Council of Heads of Australasian Herbaria |
Dr Lauterer was born in Freiburg, Germany. While a medical student he enlisted in the Franco-Prussian War and served as Surgeon or Surgeon’s Mate.He graduated in medicine in 1872.
He had a strong interest in botany and two years after graduating published an important work on the botany of the Freiburg region. In 1885 he migrated to Australia and, after a brief stay in the Blue Mountains, came to Queensland where he spent the rest of his life. He practised medicine in the South Brisbane region for twenty-five years and at the same time was active in the scientific community, serving as President of the Royal Society of Queensland in 1896; he was a keen member of the Field Naturalists Section of the Society. Marks described him as an entertaining lecturer; during a lecture on Aboriginal languages he sang Aboriginal songs, at a lecture on Queensland wines he produced thirty-five specimens which the audience was invited to taste, and at one on the Bunya Pine he handed around raw and roasted nuts.
In botany, he was particularly interested in poisonous and medicinal plants and in Aboriginal medicine. In the laboratory he established at his home he carried out detailed investigations on gums and resins, and on the exudates of eucalypts and angophoras, and wrote on Macrozamia poisoning in stock. His natural history interests included animals and he described a new species of scorpion, Charon annulipes. His name is commemorated in that of the Corduroy Tamarind, Mischarytera lautereriana.
Lauterer was a pioneer in the study of Aboriginal languages and published on the language of the Yerongpan tribe between Brisbane and Ipswich.
LAUTERER, J. (1895) Queensland native astringent medicines, illustrated by the chemistry of the gums of eucalypts and angophoras. Report of the Sixth Meeting of the Ausfralasian Association for the Advancement of Science: 293-304.

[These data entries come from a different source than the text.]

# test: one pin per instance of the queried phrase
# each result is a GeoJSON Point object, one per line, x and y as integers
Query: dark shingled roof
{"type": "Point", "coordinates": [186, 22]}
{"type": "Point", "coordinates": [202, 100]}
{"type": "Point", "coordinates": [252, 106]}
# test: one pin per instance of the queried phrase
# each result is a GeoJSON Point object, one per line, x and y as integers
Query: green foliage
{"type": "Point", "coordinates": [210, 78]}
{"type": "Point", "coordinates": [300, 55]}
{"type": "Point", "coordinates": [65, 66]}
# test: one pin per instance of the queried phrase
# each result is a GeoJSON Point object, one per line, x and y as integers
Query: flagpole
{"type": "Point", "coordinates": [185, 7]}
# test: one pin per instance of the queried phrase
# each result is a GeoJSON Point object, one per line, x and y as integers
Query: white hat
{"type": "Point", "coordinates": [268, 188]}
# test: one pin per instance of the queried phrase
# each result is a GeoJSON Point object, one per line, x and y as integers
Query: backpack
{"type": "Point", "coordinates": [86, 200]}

MAIDEN, J.H. (1922) Records of Australian botanists. Second supplement. Journal and Proceedings of the Royal Society of New South Wales 55: 150-169.
MARKS, E.N. (1960) A history of the Queensland Philosophical Society and the Royal Society of Queensland from 1859 to 1911. Proceedings of the Royal Society of Queensland 71 (2): 17-42, Pls 1-2.
PEARN, J.H. (2001) A Doctor in the Garden. Amphion Press, Brisbane.